Database Administrator's Guide

File Security Controls

The owner of a file can change the security information for their file, as follows:

1. Run the utility program ctfile the same way as any other program in the environment.
2. Enter current User ID.
3. Enter the current password for the User ID, if one has been assigned.
4. Continue by entering the FairCom Server’s current name, which is either the default name or another name specified by the server configuration.
5. Now give the name of the file whose security information is to change.
6. If the named file has a file password, the next step is to enter the password.

Note: Whenever input is requested, the user may enter a question mark (?) to receive HELP.

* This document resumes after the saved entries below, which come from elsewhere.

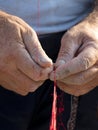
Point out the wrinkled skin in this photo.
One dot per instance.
(24, 66)
(77, 62)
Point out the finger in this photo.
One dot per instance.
(19, 83)
(86, 59)
(69, 47)
(82, 77)
(34, 48)
(26, 65)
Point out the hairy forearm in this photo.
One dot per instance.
(92, 18)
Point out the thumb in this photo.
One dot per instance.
(68, 50)
(33, 46)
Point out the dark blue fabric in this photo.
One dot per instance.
(33, 112)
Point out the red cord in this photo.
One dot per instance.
(54, 107)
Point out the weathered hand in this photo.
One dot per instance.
(23, 64)
(77, 62)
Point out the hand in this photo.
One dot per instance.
(24, 66)
(77, 62)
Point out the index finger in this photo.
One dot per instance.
(82, 62)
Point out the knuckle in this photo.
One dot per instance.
(80, 80)
(85, 63)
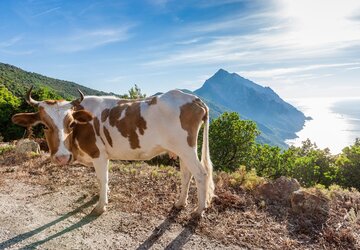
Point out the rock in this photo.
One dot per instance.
(309, 204)
(26, 146)
(279, 190)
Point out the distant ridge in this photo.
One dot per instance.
(224, 91)
(277, 119)
(18, 81)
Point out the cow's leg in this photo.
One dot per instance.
(185, 182)
(101, 169)
(197, 170)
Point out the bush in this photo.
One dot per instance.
(349, 166)
(231, 141)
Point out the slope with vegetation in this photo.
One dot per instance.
(276, 119)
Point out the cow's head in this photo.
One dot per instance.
(59, 119)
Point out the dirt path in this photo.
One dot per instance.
(43, 206)
(31, 217)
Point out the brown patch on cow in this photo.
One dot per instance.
(77, 106)
(151, 101)
(191, 115)
(82, 116)
(85, 135)
(53, 102)
(105, 115)
(97, 126)
(26, 119)
(107, 135)
(131, 122)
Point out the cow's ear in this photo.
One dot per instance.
(82, 116)
(26, 119)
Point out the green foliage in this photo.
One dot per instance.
(349, 166)
(19, 81)
(310, 165)
(267, 161)
(9, 105)
(231, 141)
(134, 93)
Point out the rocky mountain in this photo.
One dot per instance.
(277, 119)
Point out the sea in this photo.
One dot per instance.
(335, 122)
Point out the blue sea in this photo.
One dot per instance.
(335, 122)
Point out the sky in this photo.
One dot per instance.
(307, 48)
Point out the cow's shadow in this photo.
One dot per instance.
(180, 240)
(21, 237)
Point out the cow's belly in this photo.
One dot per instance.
(135, 154)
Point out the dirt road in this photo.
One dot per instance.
(32, 217)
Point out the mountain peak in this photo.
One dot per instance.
(221, 71)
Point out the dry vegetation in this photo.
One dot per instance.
(237, 216)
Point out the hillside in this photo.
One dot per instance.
(43, 206)
(18, 81)
(277, 119)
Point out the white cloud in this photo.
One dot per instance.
(87, 40)
(276, 72)
(10, 42)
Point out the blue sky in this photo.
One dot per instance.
(299, 48)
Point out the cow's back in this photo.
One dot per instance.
(138, 129)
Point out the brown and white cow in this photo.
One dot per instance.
(93, 130)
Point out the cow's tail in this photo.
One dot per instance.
(205, 159)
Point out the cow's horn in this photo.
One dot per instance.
(81, 95)
(79, 100)
(29, 100)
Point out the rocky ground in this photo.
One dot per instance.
(43, 206)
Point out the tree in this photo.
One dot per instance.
(309, 164)
(266, 160)
(349, 166)
(134, 93)
(9, 105)
(231, 141)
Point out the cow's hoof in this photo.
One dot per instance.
(98, 210)
(197, 214)
(180, 205)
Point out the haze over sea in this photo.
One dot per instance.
(335, 122)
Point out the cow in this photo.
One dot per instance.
(92, 130)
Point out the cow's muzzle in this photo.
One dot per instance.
(62, 159)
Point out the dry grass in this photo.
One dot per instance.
(235, 217)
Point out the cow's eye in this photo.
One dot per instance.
(72, 124)
(44, 127)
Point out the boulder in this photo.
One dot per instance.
(25, 146)
(279, 191)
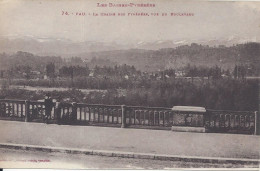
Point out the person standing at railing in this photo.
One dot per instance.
(48, 107)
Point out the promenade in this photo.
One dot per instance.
(131, 140)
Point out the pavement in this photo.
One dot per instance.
(129, 140)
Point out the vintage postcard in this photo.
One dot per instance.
(129, 84)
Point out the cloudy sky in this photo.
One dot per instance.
(212, 20)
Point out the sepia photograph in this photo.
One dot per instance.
(129, 84)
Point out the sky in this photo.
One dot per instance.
(43, 20)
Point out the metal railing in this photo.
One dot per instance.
(127, 116)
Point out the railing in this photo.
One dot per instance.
(128, 116)
(226, 121)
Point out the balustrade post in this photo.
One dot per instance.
(27, 111)
(57, 112)
(257, 124)
(74, 112)
(123, 124)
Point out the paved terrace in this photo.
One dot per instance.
(131, 140)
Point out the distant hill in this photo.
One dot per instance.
(150, 60)
(194, 54)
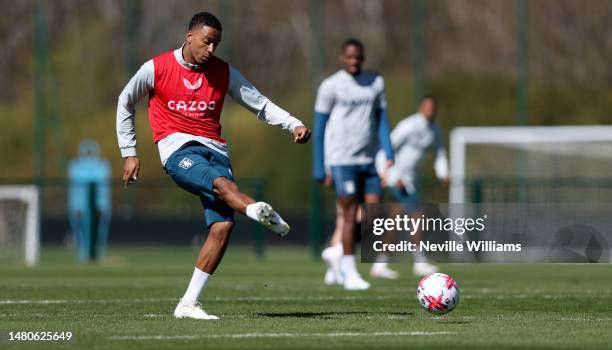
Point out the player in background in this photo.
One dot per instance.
(351, 124)
(412, 138)
(186, 88)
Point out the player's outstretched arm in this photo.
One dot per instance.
(131, 168)
(301, 134)
(138, 87)
(243, 92)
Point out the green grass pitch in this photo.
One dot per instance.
(281, 303)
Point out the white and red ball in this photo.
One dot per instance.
(438, 293)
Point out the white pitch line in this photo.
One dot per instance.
(277, 335)
(217, 299)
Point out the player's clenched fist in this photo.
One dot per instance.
(301, 134)
(131, 167)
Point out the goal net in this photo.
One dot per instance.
(543, 164)
(19, 224)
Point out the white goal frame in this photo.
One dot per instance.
(462, 136)
(30, 195)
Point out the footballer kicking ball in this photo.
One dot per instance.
(438, 293)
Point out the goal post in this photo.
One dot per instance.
(542, 152)
(20, 221)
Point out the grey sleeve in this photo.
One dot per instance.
(139, 86)
(243, 92)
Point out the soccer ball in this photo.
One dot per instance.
(438, 293)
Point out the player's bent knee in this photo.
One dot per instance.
(220, 231)
(224, 186)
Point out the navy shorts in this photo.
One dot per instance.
(194, 168)
(355, 180)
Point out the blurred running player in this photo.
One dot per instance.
(351, 124)
(186, 88)
(412, 138)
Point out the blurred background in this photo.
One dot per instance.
(63, 64)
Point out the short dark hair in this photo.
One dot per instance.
(352, 42)
(204, 19)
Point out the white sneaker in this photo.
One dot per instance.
(382, 270)
(423, 269)
(192, 311)
(355, 282)
(271, 220)
(330, 277)
(331, 256)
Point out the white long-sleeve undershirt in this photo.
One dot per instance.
(240, 89)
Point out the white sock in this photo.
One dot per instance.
(418, 256)
(251, 211)
(197, 283)
(347, 265)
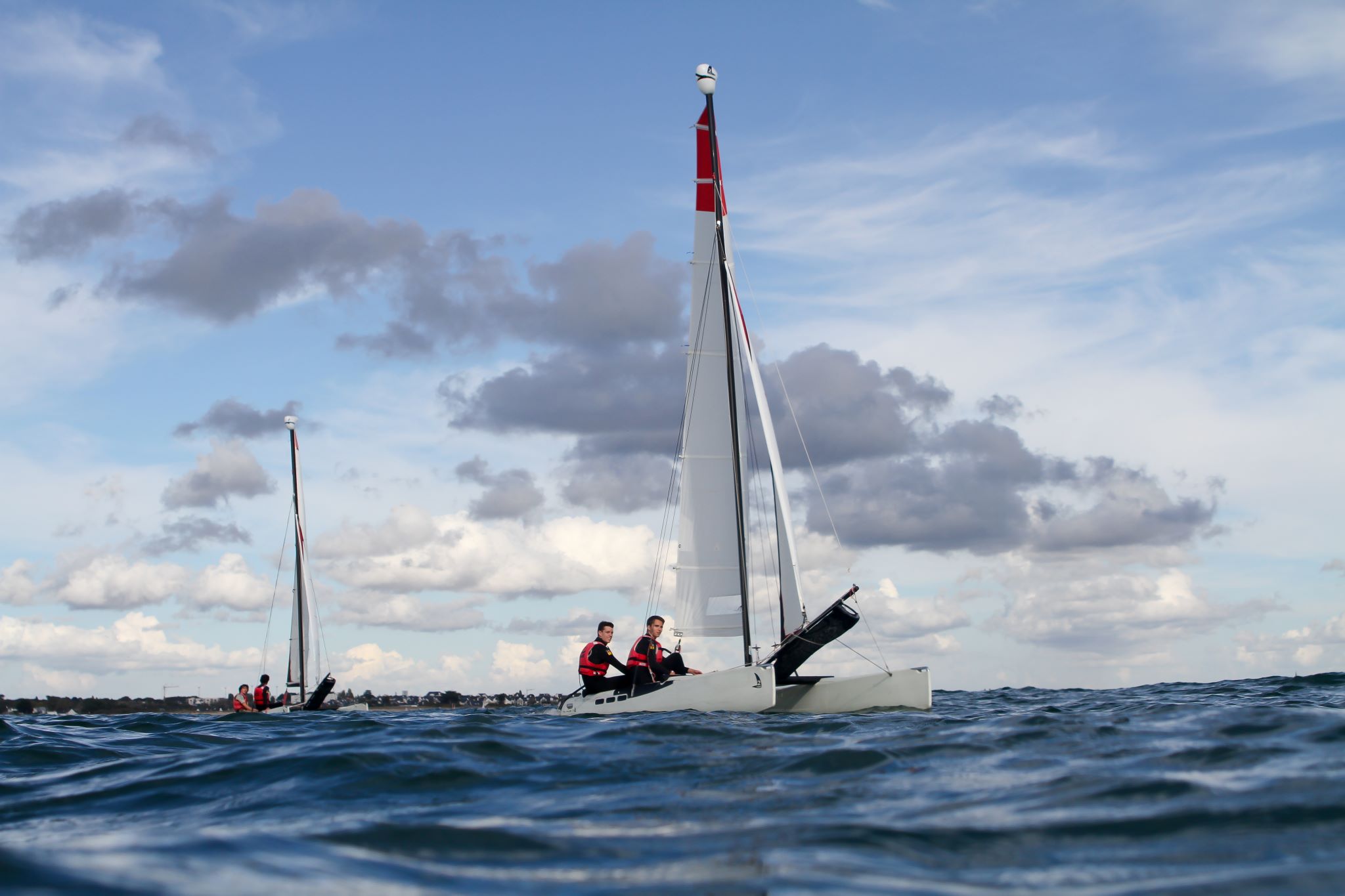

The file owner may change the following security options for their file:

• Change the file’s password.
• Change the file’s permission mask.
• Change the file’s Group.
• Change the file’s Owner

Caution! Be careful changing owner security. Once the owner has been changed, then the original owner may no longer use the utility, ctfile, to access the file and change security information.

Note: The Administrator can always use the Administration Utility to change, or view, the file security information for any file controlled by FairCom DB.

Default Permissions

FairCom DB defaults to a permission mode of 0660 (read/write access for owner and group; no access for world) for the files it creates.

When using FairCom DB the permission mode assigned to files can be set with the server configuration keyword FILE_CREATE_MODE to specify the desired file permission mode.

Example

;Set read and write permission for owner

;and no permission for group and world.

FILE_CREATE_MODE 0600

Note: On Unix systems, the system’s umask setting also affects the permission mode assigned to a file when it is created. If the umask setting is non-zero, the specified permissions are removed from the file’s permission mode.